Attempt to silence: A potentially explosive trial is being held in London over an alleged plot to kill Netherlands-based Pakistani journalist Waqass Goraya. The court was told by the prosecutor that Muhammad Gohir Khan was hired by the Pakistani intelligence agency ISI to kill Goraya for his reports critical of the Pakistani government. Khan, who is alleged to have been offered 100,000 pounds to carry out the killing, was arrested in June last year. He has pleaded not guilty.
Tatas’ kiln investment: Tata Steel has announced a £4 million refurbishment of a major lime-making kiln at its Shapfell site in Cumbria, the Lake District. Tata says this will allow for the more efficient and sustainable supply of critical steelmaking material to its Port Talbot steelworks. Production began after the kiln was mothballed in 2016. This is a signal also of renewed faith in the steelworks at Port Talbot which has been under threat of closure for some time.
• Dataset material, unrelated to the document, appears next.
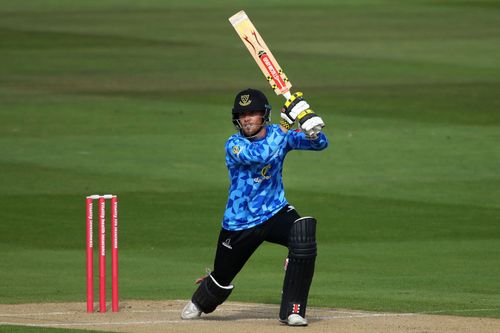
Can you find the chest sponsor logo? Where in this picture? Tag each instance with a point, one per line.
(263, 173)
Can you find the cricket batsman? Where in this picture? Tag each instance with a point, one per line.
(257, 209)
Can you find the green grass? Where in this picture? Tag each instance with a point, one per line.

The Ashes burn: The England washout Down Under, and it nearly was 5-0 except that Australia offered a let-off at the end of the fourth Test that England was lucky to take, has set off a debate already on getting the team in shape for the next series in Australia in 2025-2026. That distant focus shows how England places the Ashes above all other cricket. Former England bowler Steve Finn stepped in to point out that focusing on the next Ashes is “disrespectful to the other teams you’re playing in between”.
Boris prays for business: Prime Minister Boris Johnson who has his back to the wall, is looking for some early success in trade talks with India to have something to show off to his opponents, and more, his once supporters. The PM has been hiding that Brexit is not delivering. The British government now wants an India trade deal to come to the rescue. This would be the time for the Indian government to bargain hard. There are enough signs though that India may well do the opposite.
Opening up: Britain is due to lift all curbs and nearly all testing soon over Omicron. That makes medical sense of course; it’s far too late in the day for the current limited measures to curb its spread. And the spread, such as it is, is not worrying. But it also makes political sense for Boris Johnson; he wants to win the nation over as bearer of some good news. The spread of anger against Boris Johnson over parties at No. 10 may be harder to contain than the spread of omicron.